Gravitational-wave (GW) signals from the coalescence of almost a hundred binary systems have been detected over the past few years. These observations have improved our understanding of binary black holes and neutron stars, their properties, and astrophysical formation channels. GWs also probe gravity in the nonlinear, strong-field regime, thus allowing us to search for, or constrain, deviations from general relativity.

The focus of this dissertation is improving the analytical description of binary dynamics, which is important for producing accurate waveform models that can be used in searching for GW signals, inferring their parameters, and testing gravity. The research presented here can be divided into three complementary parts: 1) extending the post-Newtonian (PN) approximation for spinning binaries to higher orders, 2) improving effective-one-body (EOB) waveform models, and 3) identifying some signatures of modified gravity theories in waveforms.

The PN approximation, valid for slow motion and weak gravitational field, is widely used to model the dynamics of comparable-mass binaries, which are the main GW sources for ground-based detectors. We derive PN results for spinning binaries at the third- and fourth-subleading PN orders for the spin-orbit coupling, and at the third-subleading order for the spin(1)-spin(2) coupling.
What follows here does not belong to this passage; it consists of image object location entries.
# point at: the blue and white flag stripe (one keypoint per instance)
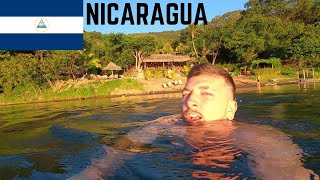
(26, 25)
(41, 8)
(41, 25)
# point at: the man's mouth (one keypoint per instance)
(192, 117)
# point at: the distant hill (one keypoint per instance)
(167, 36)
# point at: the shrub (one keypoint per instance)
(186, 70)
(288, 71)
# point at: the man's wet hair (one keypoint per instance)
(207, 69)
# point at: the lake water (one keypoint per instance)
(60, 140)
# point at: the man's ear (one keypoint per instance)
(231, 110)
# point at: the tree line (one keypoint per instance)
(285, 29)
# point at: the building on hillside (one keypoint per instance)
(164, 61)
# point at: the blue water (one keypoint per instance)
(61, 140)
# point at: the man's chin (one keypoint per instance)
(194, 122)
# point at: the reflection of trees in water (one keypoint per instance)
(214, 148)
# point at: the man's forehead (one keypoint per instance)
(205, 82)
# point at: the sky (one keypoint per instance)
(212, 8)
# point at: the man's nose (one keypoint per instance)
(192, 101)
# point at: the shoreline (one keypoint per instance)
(154, 87)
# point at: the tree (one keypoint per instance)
(141, 46)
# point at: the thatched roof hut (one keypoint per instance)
(166, 58)
(112, 67)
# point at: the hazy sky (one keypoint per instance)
(212, 8)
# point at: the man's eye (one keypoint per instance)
(207, 94)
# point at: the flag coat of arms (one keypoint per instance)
(41, 25)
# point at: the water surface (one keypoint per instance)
(59, 140)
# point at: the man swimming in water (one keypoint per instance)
(208, 106)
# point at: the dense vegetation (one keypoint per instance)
(285, 29)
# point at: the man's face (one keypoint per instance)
(207, 98)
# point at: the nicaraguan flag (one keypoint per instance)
(41, 24)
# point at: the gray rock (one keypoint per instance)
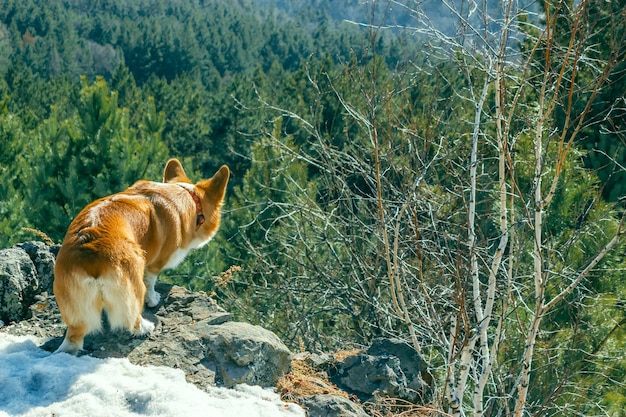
(389, 368)
(246, 354)
(43, 257)
(26, 270)
(325, 405)
(192, 333)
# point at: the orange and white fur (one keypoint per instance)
(116, 246)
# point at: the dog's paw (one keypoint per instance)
(146, 327)
(152, 298)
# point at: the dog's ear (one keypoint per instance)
(174, 172)
(215, 187)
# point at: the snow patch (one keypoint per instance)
(36, 383)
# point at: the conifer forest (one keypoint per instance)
(451, 173)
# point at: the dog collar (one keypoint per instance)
(199, 215)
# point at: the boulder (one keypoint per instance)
(26, 270)
(389, 368)
(325, 405)
(246, 354)
(192, 331)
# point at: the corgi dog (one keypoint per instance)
(116, 246)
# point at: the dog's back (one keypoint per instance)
(117, 245)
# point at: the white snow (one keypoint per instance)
(36, 383)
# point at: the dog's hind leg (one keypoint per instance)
(124, 299)
(81, 317)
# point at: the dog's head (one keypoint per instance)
(209, 193)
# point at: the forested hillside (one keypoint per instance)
(456, 181)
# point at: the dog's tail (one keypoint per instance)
(87, 282)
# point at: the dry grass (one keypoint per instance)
(306, 381)
(341, 355)
(46, 239)
(394, 407)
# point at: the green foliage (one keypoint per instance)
(93, 153)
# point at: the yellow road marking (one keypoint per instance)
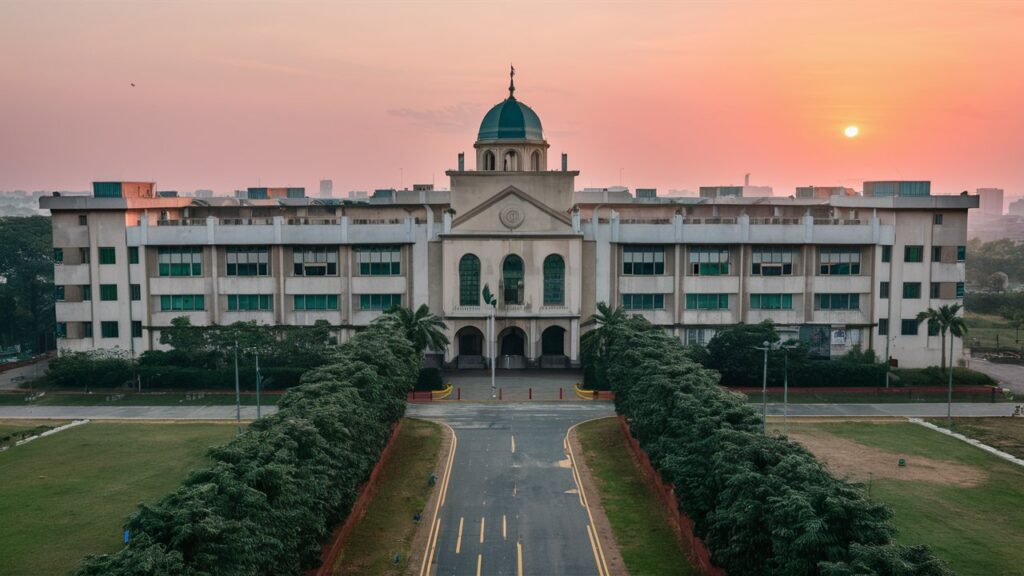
(602, 565)
(518, 553)
(458, 542)
(428, 552)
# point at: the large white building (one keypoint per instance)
(836, 271)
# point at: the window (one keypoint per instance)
(379, 260)
(913, 253)
(314, 260)
(512, 280)
(837, 301)
(707, 301)
(554, 281)
(108, 255)
(250, 302)
(908, 327)
(771, 260)
(248, 260)
(771, 301)
(643, 301)
(839, 260)
(710, 260)
(108, 292)
(180, 260)
(109, 329)
(643, 260)
(469, 281)
(379, 301)
(315, 301)
(182, 302)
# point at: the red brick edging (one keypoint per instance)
(340, 534)
(682, 524)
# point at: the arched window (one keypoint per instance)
(512, 280)
(511, 163)
(554, 281)
(469, 281)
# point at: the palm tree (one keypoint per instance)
(423, 328)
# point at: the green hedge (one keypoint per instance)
(761, 503)
(272, 495)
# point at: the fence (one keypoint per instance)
(681, 523)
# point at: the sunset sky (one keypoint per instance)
(377, 94)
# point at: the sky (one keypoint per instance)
(229, 94)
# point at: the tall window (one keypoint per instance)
(512, 273)
(771, 260)
(248, 260)
(709, 260)
(554, 281)
(379, 260)
(643, 260)
(839, 260)
(314, 260)
(771, 301)
(180, 260)
(249, 302)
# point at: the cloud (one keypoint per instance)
(454, 118)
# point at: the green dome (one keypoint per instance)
(511, 119)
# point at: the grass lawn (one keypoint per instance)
(645, 538)
(1005, 434)
(388, 527)
(68, 495)
(977, 528)
(108, 398)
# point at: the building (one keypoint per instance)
(991, 201)
(837, 272)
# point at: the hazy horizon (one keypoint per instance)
(229, 95)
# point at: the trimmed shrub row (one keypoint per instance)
(762, 503)
(271, 496)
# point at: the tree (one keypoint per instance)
(422, 327)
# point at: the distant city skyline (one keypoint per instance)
(227, 95)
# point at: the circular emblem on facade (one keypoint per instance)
(511, 216)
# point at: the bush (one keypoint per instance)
(271, 495)
(429, 379)
(761, 503)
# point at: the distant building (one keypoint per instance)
(991, 201)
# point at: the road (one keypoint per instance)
(511, 505)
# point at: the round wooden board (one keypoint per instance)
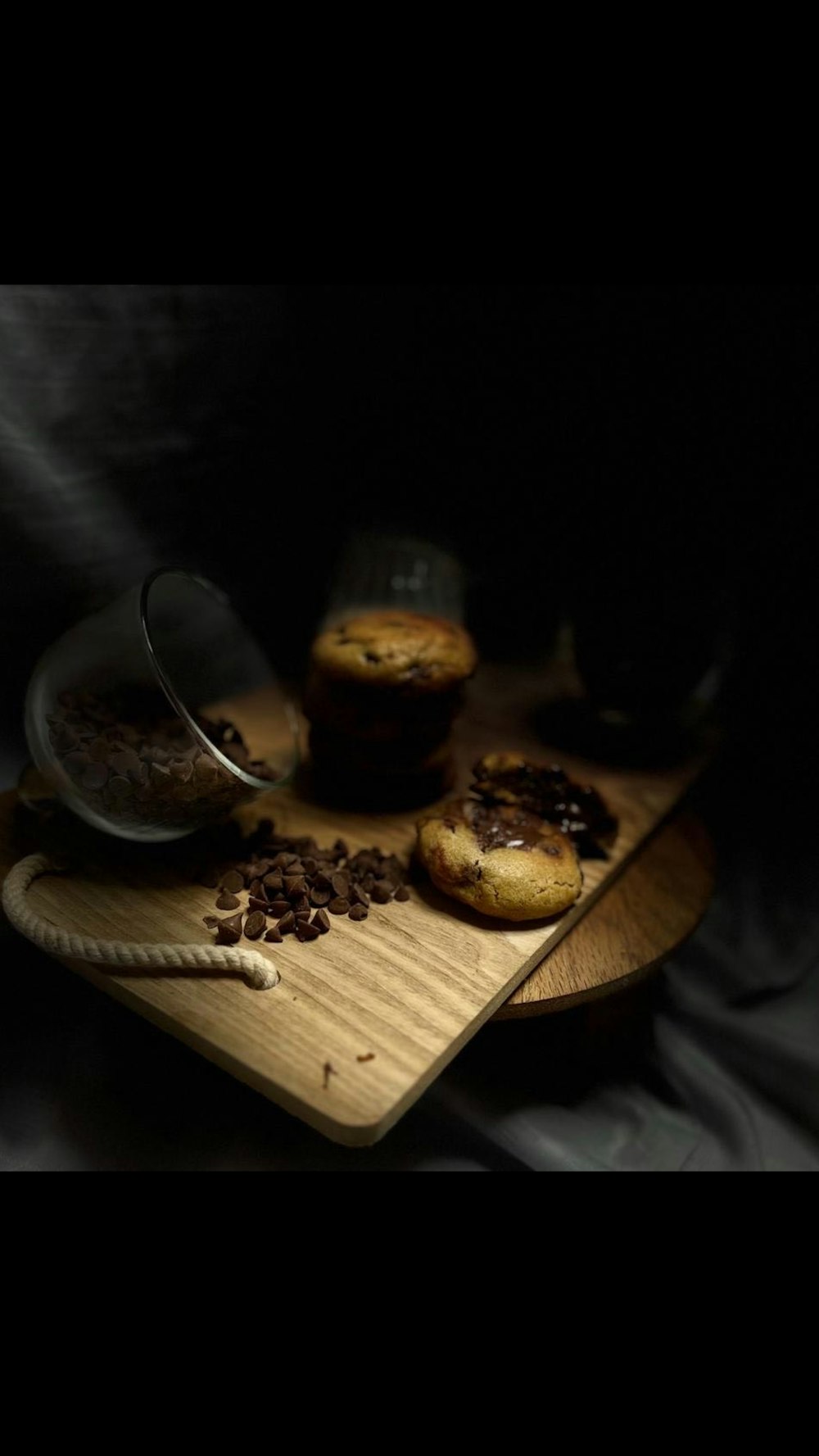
(649, 910)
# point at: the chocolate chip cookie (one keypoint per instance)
(396, 648)
(382, 695)
(500, 860)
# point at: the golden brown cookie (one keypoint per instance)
(396, 648)
(500, 860)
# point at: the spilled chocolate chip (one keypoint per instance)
(253, 925)
(322, 922)
(229, 931)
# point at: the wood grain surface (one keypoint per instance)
(405, 989)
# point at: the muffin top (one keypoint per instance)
(395, 648)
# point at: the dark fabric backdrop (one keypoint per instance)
(640, 456)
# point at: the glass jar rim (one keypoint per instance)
(176, 701)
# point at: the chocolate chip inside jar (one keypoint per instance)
(134, 762)
(545, 790)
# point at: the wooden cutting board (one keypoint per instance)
(365, 1018)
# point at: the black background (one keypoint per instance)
(639, 456)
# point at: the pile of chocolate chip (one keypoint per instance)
(129, 759)
(299, 886)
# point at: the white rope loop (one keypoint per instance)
(256, 970)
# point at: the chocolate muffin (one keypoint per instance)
(382, 695)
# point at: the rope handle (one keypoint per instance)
(256, 970)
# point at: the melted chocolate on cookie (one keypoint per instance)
(502, 826)
(549, 794)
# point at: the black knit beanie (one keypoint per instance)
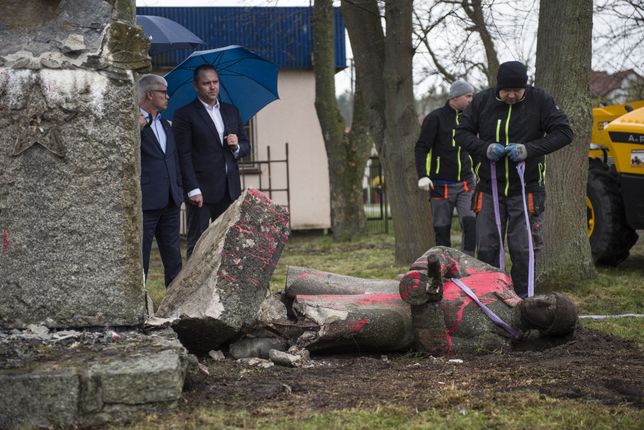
(512, 74)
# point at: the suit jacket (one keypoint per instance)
(160, 172)
(204, 160)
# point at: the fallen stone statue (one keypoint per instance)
(425, 310)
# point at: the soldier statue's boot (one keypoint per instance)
(469, 235)
(442, 234)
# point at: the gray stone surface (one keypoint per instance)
(69, 157)
(88, 378)
(256, 347)
(221, 288)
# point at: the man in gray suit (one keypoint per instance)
(161, 190)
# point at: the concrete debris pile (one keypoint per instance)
(219, 293)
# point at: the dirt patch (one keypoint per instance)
(591, 366)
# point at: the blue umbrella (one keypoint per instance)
(166, 35)
(246, 80)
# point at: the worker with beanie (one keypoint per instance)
(462, 305)
(445, 170)
(510, 129)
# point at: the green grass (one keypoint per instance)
(511, 411)
(614, 291)
(617, 290)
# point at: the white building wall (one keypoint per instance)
(293, 119)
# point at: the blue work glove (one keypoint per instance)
(495, 151)
(516, 152)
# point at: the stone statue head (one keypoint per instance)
(552, 314)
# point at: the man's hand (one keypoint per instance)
(495, 151)
(425, 184)
(196, 200)
(516, 152)
(232, 141)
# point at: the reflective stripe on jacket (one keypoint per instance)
(536, 121)
(436, 152)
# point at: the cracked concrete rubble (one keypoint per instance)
(72, 350)
(218, 295)
(87, 377)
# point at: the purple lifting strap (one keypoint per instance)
(497, 215)
(521, 170)
(516, 334)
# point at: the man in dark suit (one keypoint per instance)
(161, 190)
(211, 138)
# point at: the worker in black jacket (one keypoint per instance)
(445, 170)
(504, 127)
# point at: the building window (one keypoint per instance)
(247, 164)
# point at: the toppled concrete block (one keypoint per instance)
(222, 286)
(307, 281)
(256, 362)
(344, 313)
(256, 347)
(216, 355)
(362, 322)
(89, 381)
(294, 357)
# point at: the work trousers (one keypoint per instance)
(446, 197)
(514, 229)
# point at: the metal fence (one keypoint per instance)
(376, 205)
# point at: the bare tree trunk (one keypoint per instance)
(474, 11)
(347, 153)
(384, 65)
(563, 69)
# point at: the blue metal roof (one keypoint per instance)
(282, 35)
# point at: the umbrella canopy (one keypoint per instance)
(246, 80)
(166, 35)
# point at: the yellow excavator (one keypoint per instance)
(615, 189)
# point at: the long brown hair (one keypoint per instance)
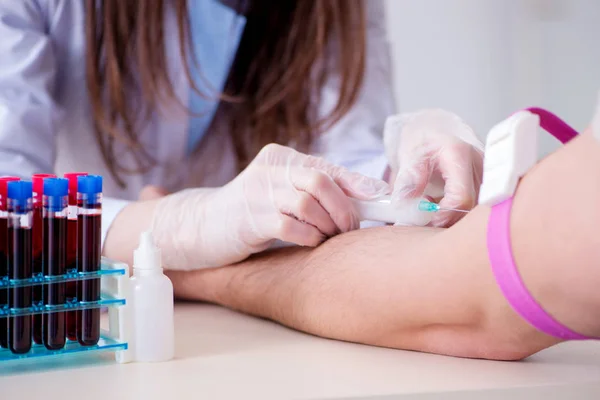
(273, 86)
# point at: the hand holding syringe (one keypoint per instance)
(414, 212)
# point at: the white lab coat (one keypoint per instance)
(46, 124)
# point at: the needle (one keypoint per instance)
(429, 206)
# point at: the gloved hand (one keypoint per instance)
(433, 153)
(282, 194)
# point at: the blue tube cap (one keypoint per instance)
(20, 191)
(89, 184)
(56, 187)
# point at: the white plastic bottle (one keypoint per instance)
(152, 301)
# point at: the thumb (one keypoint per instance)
(411, 182)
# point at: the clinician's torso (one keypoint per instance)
(170, 135)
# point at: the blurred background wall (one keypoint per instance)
(484, 59)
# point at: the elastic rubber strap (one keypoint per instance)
(501, 257)
(510, 282)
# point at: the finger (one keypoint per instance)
(151, 192)
(412, 182)
(293, 231)
(457, 169)
(306, 208)
(352, 184)
(329, 195)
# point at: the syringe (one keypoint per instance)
(414, 212)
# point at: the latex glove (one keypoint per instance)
(433, 153)
(283, 194)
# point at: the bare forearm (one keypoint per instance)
(433, 290)
(124, 232)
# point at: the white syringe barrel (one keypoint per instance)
(382, 210)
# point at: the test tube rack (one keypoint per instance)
(114, 278)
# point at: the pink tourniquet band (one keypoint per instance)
(501, 255)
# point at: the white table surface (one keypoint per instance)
(221, 354)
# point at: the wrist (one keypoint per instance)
(122, 237)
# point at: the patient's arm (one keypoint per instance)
(433, 290)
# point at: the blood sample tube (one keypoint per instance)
(54, 258)
(36, 238)
(71, 287)
(89, 219)
(3, 254)
(19, 262)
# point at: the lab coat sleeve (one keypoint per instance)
(28, 111)
(356, 140)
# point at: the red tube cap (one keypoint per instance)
(72, 177)
(4, 189)
(38, 185)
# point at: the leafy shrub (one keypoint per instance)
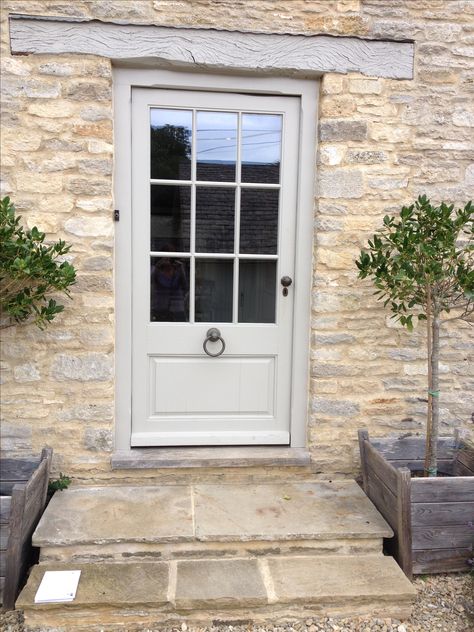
(30, 270)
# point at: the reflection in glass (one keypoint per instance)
(169, 299)
(171, 144)
(170, 207)
(259, 221)
(215, 219)
(216, 135)
(261, 147)
(257, 286)
(214, 283)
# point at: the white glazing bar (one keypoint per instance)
(238, 175)
(210, 183)
(192, 245)
(169, 255)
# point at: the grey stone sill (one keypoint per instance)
(157, 458)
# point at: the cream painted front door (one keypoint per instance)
(214, 193)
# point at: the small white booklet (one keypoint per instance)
(57, 586)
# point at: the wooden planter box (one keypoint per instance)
(23, 491)
(432, 518)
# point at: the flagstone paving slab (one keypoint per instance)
(303, 579)
(107, 585)
(219, 583)
(115, 514)
(292, 511)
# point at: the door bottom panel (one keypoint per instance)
(144, 439)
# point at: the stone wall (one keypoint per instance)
(382, 142)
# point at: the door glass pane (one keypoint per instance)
(214, 283)
(169, 283)
(170, 217)
(171, 144)
(215, 207)
(216, 134)
(257, 285)
(259, 221)
(261, 147)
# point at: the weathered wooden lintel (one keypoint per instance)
(210, 49)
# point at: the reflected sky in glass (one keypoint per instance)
(261, 138)
(216, 136)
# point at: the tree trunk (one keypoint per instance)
(429, 412)
(434, 397)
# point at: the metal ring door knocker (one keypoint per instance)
(213, 335)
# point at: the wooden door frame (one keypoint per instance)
(124, 79)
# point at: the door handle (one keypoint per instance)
(213, 335)
(286, 282)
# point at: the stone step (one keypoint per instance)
(136, 596)
(166, 522)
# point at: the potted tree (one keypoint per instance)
(421, 264)
(30, 271)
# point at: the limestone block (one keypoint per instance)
(366, 157)
(99, 166)
(336, 106)
(335, 408)
(30, 182)
(390, 133)
(341, 184)
(95, 113)
(85, 368)
(20, 140)
(52, 109)
(26, 372)
(332, 84)
(98, 263)
(94, 205)
(365, 86)
(42, 90)
(99, 147)
(342, 130)
(56, 69)
(87, 412)
(98, 440)
(88, 91)
(89, 226)
(388, 184)
(83, 186)
(463, 118)
(58, 144)
(331, 155)
(15, 437)
(14, 66)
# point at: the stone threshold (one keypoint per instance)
(171, 457)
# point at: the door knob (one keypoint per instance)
(286, 282)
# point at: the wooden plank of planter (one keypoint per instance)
(15, 471)
(454, 536)
(461, 470)
(413, 448)
(4, 535)
(5, 505)
(363, 436)
(459, 488)
(404, 556)
(383, 498)
(13, 569)
(441, 560)
(384, 470)
(441, 514)
(444, 465)
(34, 497)
(466, 458)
We adopt an approach that combines several analytical approximation methods to obtain PN results valid for arbitrary mass ratios from gravitational self-force results at first order in the mass ratio. This is possible due to the simple mass dependence of the scattering angle in the post-Minkowskian approximation (weak field but arbitrary velocities).

The EOB formalism produces accurate waveforms by combining analytical results for the binary dynamics with numerical relativity information, while recovering the strong-field test-body limit. To improve EOB models, we include spin-precession effects in the Hamiltonian up to the fourth PN order, and extend the radiation-reaction force and waveform to eccentric orbits. We also assess the accuracy of post-Minkowskian results, for both bound and scattering orbits, and incorporate them in EOB Hamiltonians.

In the context of modified gravity theories, we derive the conservative and dissipative dynamics in Einstein-Maxwell-dilaton theory at the next-to-leading PN order, and compute the Fourier-domain gravitational waveform. We also develop a theory-agnostic effective-field-theory approach for describing spontaneous and dynamical scalarization: non-perturbative phenomena in which compact objects can undergo a phase transition and acquire scalar charge. We apply this approach to binary black holes in Einstein-Maxwell-scalar theory using a quasi-stationary approximation, then extend it to account for the dynamical evolution of the scalar charge, and apply it to binary neutron stars in a class of scalar-tensor theories.

Improving waveform models is important for current-generation GW detectors and necessary for future detectors, such as LISA, the Einstein telescope, and Cosmic Explorer. The results obtained in this work are important steps towards that goal.